Battles, Buses and Bikes, St. Petersburg continued

July 20th, 2010

The battle raged. Cries of war resounded into the night as the buzzing tension built up to a crescendo. There was no way back, nor a way out. They attacked and we were obliged to defend. Their blood spilling incursions put us in a corner of no choice and no remorse. Chemichal weapons had to be used. Extreme measure by all accounts, yet they only delayed the inevitable. As morning rose we were left faced with the damage inflicted by their venomous stings. The mosquitoes were gone, but the itching remained.

I’m a drama llama, I know. It was actually only a mild annoyance in retrospect but it didn’t seem that way at the time. Other nights they left us alone since we mostly came back later when they had already fed from the other inhabitants of our dorm.

Friday, 16th of July. We got up pretty late, had some Solyanka (meaty soup, mishmash of everything) and pie and did some quick morning gymnastics in front of the Winter palace. The weather soon turned sour, which was really a blessing in disguise, since it saved us from the humid heat and left us with a much more tolerable humidity falling from the sky.

We started our sightseeing by visiting St. Isaac’s chatedral. The walkway around the dome on top of it offers an unique vantage point over St. Petersburg. Other such opportunities are rare, due to the city’s former strict building rules. No building was supposed to be taller than the Winter palace, with the obvious exception of churches. Evidentally you need to be pretty high up (or high) to get good reception when talking to god. One other such notable restriction was the obligation to build and stitch the buildings up together so the only roads separating them would be the broad boulevards planned in advance. The city’s character wouldn’t be the same without it.

After the cathedral we strolled along one of the water canals to the area known as New Holland. Norman Foster and his architectural bureau Foster & Partners, which I greatly admire, were building a new urban area there and according to Lonely Planet were supposed to finish up sometime in 2010. We were somewhat disappointed as the construction only seemed to have started recently and was nowhere near the 31. 8. deadline propagated on the entrance. Another visit is due I guess, the place certainly looks promising.

Petersburg, along with Moscow is supposed to be one of the most expensive places in Russia if not the world, but when eating out, prices seem to be quite comparable to the ones in Slovenia. While avoiding the most expensive eateries we usually got lunch & drink for around 300 roubles (1€ is cca. 40 rub).

Another commodity besides food, withouth which a modern traveller can hardly get by is internet. Mobile internet if chance be, so our smartphones aren’t reduced to being dumbphones and you, dear reader, can read this blog written and published on just such a device.
That’s why we acquired local SIM cards at Megafon, local mobile operator and one of the rare ones (apart from MTS) with coverage accross the country. With the prepaid card the deal is pretty fair, 1MB of data costs 1 rouble, SMS is 5 rub and local calls a similar figure not worth mentioning, or remembering, it seems. Besides, the 99 rub you pay for the SIM is already added to your account. The salesguy was really nice and even spoke a few words of English, the latter being quite a rarity.
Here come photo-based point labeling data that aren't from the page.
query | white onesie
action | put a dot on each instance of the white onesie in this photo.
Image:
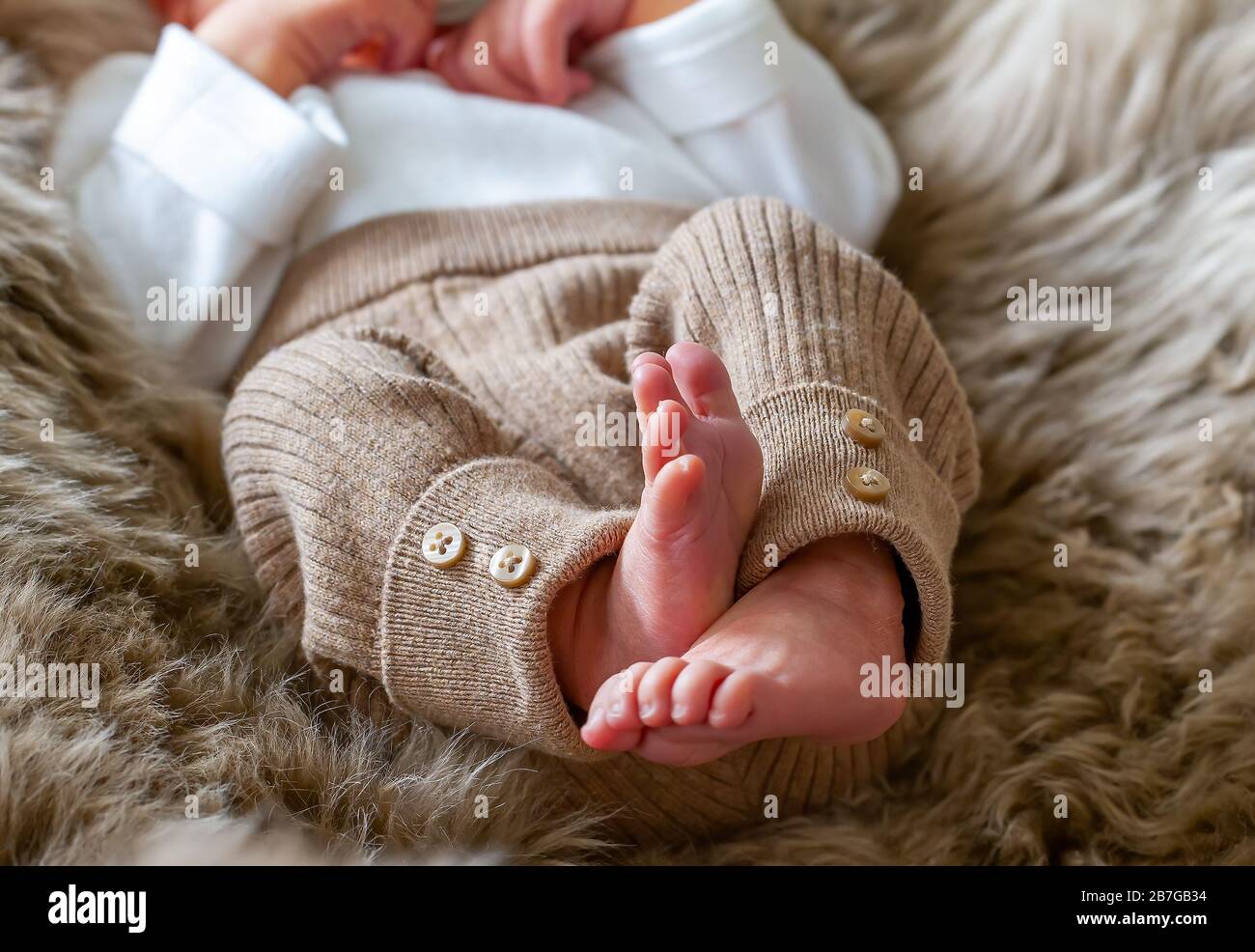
(189, 174)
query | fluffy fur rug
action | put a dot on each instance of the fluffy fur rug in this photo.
(1122, 158)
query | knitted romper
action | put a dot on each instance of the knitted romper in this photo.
(433, 367)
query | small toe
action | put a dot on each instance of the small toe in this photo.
(693, 688)
(654, 696)
(733, 701)
(666, 499)
(600, 735)
(663, 436)
(618, 697)
(703, 380)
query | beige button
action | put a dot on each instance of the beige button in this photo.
(864, 429)
(513, 566)
(865, 484)
(444, 546)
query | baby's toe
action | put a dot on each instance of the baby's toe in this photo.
(703, 380)
(620, 697)
(663, 436)
(665, 508)
(599, 731)
(654, 696)
(690, 694)
(652, 383)
(733, 701)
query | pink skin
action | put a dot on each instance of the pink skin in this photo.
(782, 662)
(676, 573)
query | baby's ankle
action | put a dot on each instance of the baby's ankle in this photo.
(576, 633)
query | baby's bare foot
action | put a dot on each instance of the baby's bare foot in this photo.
(783, 662)
(677, 569)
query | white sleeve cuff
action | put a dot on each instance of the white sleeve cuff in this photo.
(706, 66)
(225, 138)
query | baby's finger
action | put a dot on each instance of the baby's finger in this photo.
(405, 25)
(546, 25)
(469, 68)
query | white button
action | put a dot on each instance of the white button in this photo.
(513, 566)
(444, 546)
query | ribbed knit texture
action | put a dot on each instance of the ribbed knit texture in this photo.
(432, 367)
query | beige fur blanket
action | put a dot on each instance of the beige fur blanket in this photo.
(1105, 579)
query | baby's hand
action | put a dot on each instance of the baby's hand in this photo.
(522, 49)
(290, 42)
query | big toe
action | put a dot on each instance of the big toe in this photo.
(652, 382)
(703, 379)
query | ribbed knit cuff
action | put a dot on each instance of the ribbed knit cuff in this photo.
(457, 647)
(806, 455)
(810, 328)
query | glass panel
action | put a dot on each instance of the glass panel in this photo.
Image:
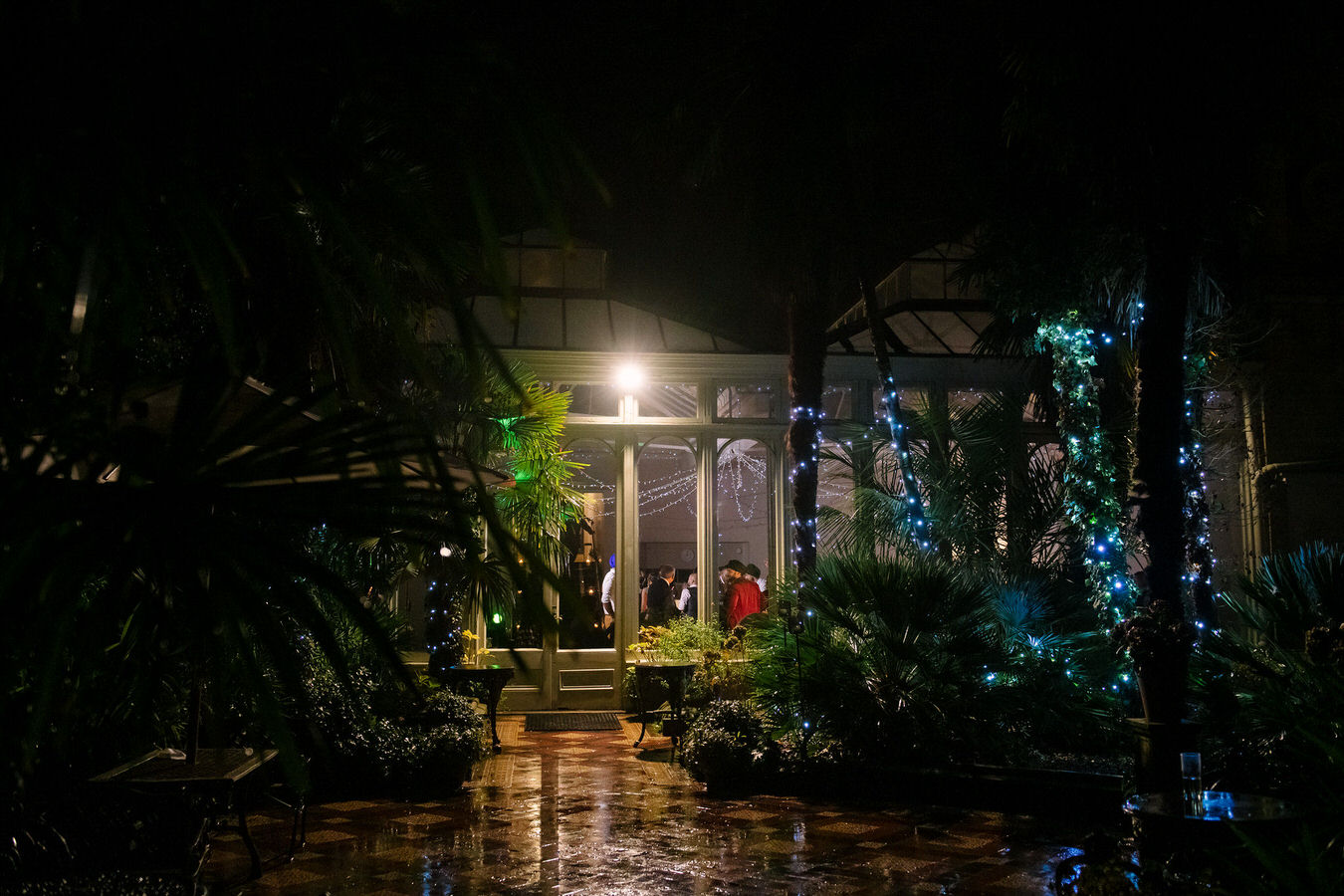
(590, 399)
(669, 399)
(837, 402)
(742, 511)
(746, 400)
(587, 618)
(522, 627)
(910, 398)
(835, 496)
(667, 477)
(963, 399)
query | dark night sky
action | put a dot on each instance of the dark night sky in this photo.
(645, 93)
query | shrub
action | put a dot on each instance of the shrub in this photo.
(726, 745)
(422, 750)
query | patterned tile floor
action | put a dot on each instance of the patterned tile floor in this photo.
(587, 813)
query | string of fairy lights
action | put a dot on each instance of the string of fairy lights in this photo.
(1091, 481)
(740, 476)
(1091, 497)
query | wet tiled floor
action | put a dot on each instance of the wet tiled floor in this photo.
(587, 813)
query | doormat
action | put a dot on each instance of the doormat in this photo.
(572, 722)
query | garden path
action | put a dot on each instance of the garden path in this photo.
(586, 813)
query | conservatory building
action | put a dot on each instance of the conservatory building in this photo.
(682, 437)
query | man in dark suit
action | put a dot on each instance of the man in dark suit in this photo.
(660, 596)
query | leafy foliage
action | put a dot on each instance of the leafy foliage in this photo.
(991, 496)
(380, 743)
(726, 745)
(1271, 704)
(920, 660)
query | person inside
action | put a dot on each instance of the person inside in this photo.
(609, 595)
(741, 598)
(755, 577)
(687, 602)
(660, 595)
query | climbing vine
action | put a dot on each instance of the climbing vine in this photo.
(1091, 497)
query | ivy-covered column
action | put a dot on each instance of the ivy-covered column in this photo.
(1090, 479)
Next, Church of the Saviour of the spilled blood, a name that instantly brought to mind the mosquito battle scenes of the prevoius night. The church is almost the spitting image of the St. Basil cathedral in Moscow’s Red Square. Yes, the red one with many colorful domes that looks more like something out of a fairytale or really juicy candy, than an institution providing the opiate for the masses. Inside, every centimeter is covered by intricate and recently restored mosaics depicting the life of JC and his apostoles. There is even an ATM inside the church if the need for cash arises, an idea our clergy would no doubt admire.
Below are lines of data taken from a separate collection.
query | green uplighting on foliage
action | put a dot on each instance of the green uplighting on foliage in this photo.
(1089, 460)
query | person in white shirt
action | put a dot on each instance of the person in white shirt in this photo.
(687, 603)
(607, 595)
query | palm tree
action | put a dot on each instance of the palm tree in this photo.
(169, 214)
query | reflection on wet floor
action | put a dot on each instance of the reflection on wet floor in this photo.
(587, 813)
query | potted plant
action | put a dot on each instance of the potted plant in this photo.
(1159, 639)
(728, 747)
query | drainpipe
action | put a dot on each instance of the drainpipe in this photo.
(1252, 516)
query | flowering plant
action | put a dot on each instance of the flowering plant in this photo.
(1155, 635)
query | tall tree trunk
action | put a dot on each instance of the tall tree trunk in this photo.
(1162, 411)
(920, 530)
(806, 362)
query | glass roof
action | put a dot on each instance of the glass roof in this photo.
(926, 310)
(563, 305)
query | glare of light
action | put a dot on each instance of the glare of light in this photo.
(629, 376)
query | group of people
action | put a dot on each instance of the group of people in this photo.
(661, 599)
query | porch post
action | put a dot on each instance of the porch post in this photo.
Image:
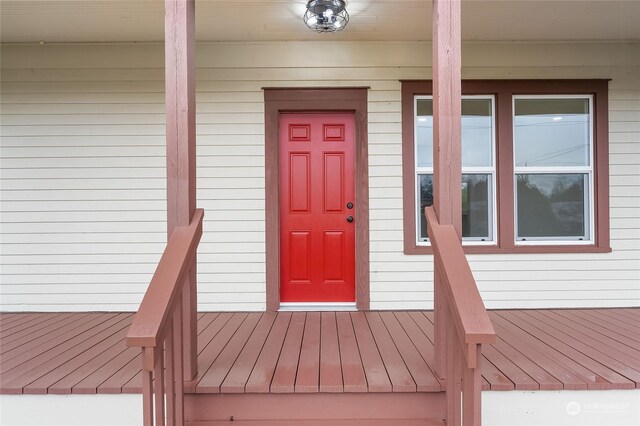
(447, 151)
(180, 99)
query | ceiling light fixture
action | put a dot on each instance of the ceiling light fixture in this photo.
(326, 16)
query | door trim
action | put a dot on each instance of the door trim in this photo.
(291, 100)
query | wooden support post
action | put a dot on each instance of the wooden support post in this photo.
(181, 148)
(447, 151)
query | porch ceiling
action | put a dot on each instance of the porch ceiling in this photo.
(268, 20)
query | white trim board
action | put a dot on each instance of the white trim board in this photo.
(500, 408)
(561, 408)
(71, 410)
(317, 306)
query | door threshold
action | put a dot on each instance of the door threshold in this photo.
(317, 306)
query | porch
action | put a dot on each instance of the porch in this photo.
(365, 365)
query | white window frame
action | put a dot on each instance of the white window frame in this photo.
(491, 171)
(589, 209)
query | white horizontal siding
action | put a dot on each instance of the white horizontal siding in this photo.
(83, 172)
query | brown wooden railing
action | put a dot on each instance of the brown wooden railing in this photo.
(467, 324)
(157, 328)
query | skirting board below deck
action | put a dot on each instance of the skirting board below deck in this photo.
(500, 408)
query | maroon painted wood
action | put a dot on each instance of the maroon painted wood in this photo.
(330, 365)
(18, 372)
(32, 348)
(239, 374)
(307, 377)
(284, 377)
(155, 312)
(422, 376)
(353, 376)
(600, 327)
(210, 353)
(213, 378)
(330, 408)
(601, 342)
(399, 375)
(36, 331)
(374, 369)
(601, 378)
(447, 138)
(42, 385)
(555, 361)
(606, 320)
(262, 373)
(180, 112)
(532, 351)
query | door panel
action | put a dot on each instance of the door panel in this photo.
(317, 243)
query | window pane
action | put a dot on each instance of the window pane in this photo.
(476, 205)
(477, 133)
(424, 132)
(426, 199)
(551, 132)
(552, 206)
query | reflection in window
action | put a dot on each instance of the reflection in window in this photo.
(551, 205)
(476, 206)
(551, 132)
(478, 178)
(553, 170)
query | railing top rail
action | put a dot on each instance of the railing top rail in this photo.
(471, 319)
(151, 319)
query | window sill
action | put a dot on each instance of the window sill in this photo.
(516, 249)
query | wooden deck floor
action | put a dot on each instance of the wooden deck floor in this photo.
(287, 352)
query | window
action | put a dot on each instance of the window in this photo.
(553, 175)
(534, 165)
(478, 167)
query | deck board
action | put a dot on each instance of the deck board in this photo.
(389, 351)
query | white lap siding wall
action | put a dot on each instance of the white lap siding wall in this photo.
(83, 172)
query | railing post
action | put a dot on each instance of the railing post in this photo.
(180, 107)
(447, 150)
(471, 388)
(453, 368)
(147, 389)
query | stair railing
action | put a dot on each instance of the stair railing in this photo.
(467, 324)
(158, 327)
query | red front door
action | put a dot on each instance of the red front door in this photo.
(317, 207)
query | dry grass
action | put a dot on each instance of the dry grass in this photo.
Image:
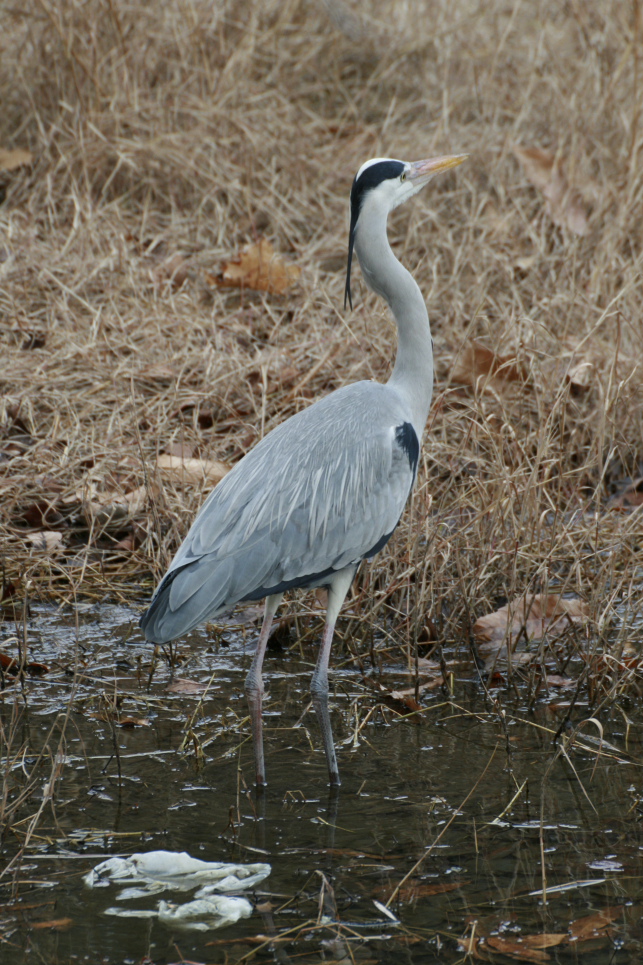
(195, 128)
Another idea which could much more deservedly be implemented elsewhere is the Toilet bus. Not much explanation necessary, it’s an autobus containing nothing but proper toilets. Drive to location, plug in the sewer and water pipes, exercate at will. Worthless without photos, I know.

What was left of our incredibly well lit night we spent exploring the local bar scene. Pretty good, though somewhat expensive and not really that special. A notable mention would certainly go to the widespread availability of Hoegaarden, a Belgian beer and among my favourites, but rare to come by in Slovenia. We met some locals wanting to chat, but the language divide soon proved to be an insurmountable barrier only accentuaded by their inebriation. Or of I lose the posh talk: They were a bit drunk and couldn’t really speak English well.

On our way back to the hostel we came across a sports shop open at 4 in the morning. Naturally we decided that was just the right time to buy a bike…


One Response to “Battles, Buses and Bikes, St. Petersburg continued”

  1. andraz on July 21, 2010 09:45

    hahaha, ATM in a church. How convenient.